So far I’ve checked that the Arduino and a cut-down prototyping board with motor driver and accelerometer roughly inserted will squeeze into the tin with some room for a battery. However, the actual size I have to work with may shrink depending on what I do structurally to the tin. Consequently, I’m focusing first on getting some ideas down for the external structure.
To the drawing board, and the cans
To start with, I drew up a rough pencil and paper net of the arm shape for the drone. I’m hoping to use the closing lid as a fixing point; the arms themselves will attach to the lip of the tin with the lid closing over them to hold them in place.

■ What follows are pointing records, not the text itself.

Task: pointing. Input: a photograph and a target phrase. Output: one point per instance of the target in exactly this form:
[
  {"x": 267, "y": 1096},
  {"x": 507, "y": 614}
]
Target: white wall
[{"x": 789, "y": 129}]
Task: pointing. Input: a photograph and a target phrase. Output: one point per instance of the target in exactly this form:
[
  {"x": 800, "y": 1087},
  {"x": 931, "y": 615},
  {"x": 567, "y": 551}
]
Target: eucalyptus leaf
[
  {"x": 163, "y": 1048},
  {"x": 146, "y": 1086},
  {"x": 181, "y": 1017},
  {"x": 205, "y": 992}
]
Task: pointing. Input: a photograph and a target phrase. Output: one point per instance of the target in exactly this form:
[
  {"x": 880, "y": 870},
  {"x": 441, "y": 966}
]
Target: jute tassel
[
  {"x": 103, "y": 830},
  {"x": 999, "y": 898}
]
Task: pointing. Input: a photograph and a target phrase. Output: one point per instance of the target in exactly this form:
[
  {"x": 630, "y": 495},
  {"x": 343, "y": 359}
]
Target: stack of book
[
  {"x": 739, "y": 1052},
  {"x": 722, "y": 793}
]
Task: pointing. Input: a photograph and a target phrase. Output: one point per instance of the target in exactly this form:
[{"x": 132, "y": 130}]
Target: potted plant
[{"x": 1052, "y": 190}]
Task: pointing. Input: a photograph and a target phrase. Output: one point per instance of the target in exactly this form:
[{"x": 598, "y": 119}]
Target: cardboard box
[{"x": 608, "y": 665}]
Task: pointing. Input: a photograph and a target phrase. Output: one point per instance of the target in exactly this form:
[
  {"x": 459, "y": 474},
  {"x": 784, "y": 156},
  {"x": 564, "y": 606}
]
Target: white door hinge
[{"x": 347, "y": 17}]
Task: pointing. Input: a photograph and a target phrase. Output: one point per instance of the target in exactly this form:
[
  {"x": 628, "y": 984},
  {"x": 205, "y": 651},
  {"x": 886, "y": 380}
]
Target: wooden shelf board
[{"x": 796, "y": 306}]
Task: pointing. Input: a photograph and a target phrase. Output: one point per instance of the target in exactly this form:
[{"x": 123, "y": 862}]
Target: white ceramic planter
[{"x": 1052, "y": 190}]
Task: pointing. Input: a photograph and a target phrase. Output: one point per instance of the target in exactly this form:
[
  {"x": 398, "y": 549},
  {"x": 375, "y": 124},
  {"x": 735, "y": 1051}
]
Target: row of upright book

Here’s my first net drawing and the can-prototype I made from it:
The first thing is that it would look better the other way up so I changed the position of the flaps on the net design. Secondly, I wanted to make it more proportional to the tin I’m using, as well as more angular, streamlined and less boxy. So revised, it looks like:
In both designs, the motor mounting used two strips folded round the motor with interlocking slits. It proved unreliable to gauge and cut by hand, even with the diameter of the motor calculated (see the MK I paper design above). Additionally, that method won’t work for more rugged materials such as thicker aluminium. As such, I thing leveraging the mounting screw holes is a better option.
I finally drew up the designs digitally and printed them off.
This allowed me to test if I got the measurements right for the motor mounting and to see how they’d look on the tin.
I’m happier with the motor mounting and I think thin sheet metal will be fine to use for the drone arm – 0.2-0.4mm aluminum should do and you can buy it at almost any DIY or craft shop. Taping the arms on revealed a few problems so I’ll redesign the way the arms attach to the tin:
- The arm and lid obstruct one another; the lid doesn’t close even with the flaps lengthened
- There would not be enough give in the lid to shut with flaps jammed in using a metal thickness of sufficient strength.
A more invasive attachment method may be required.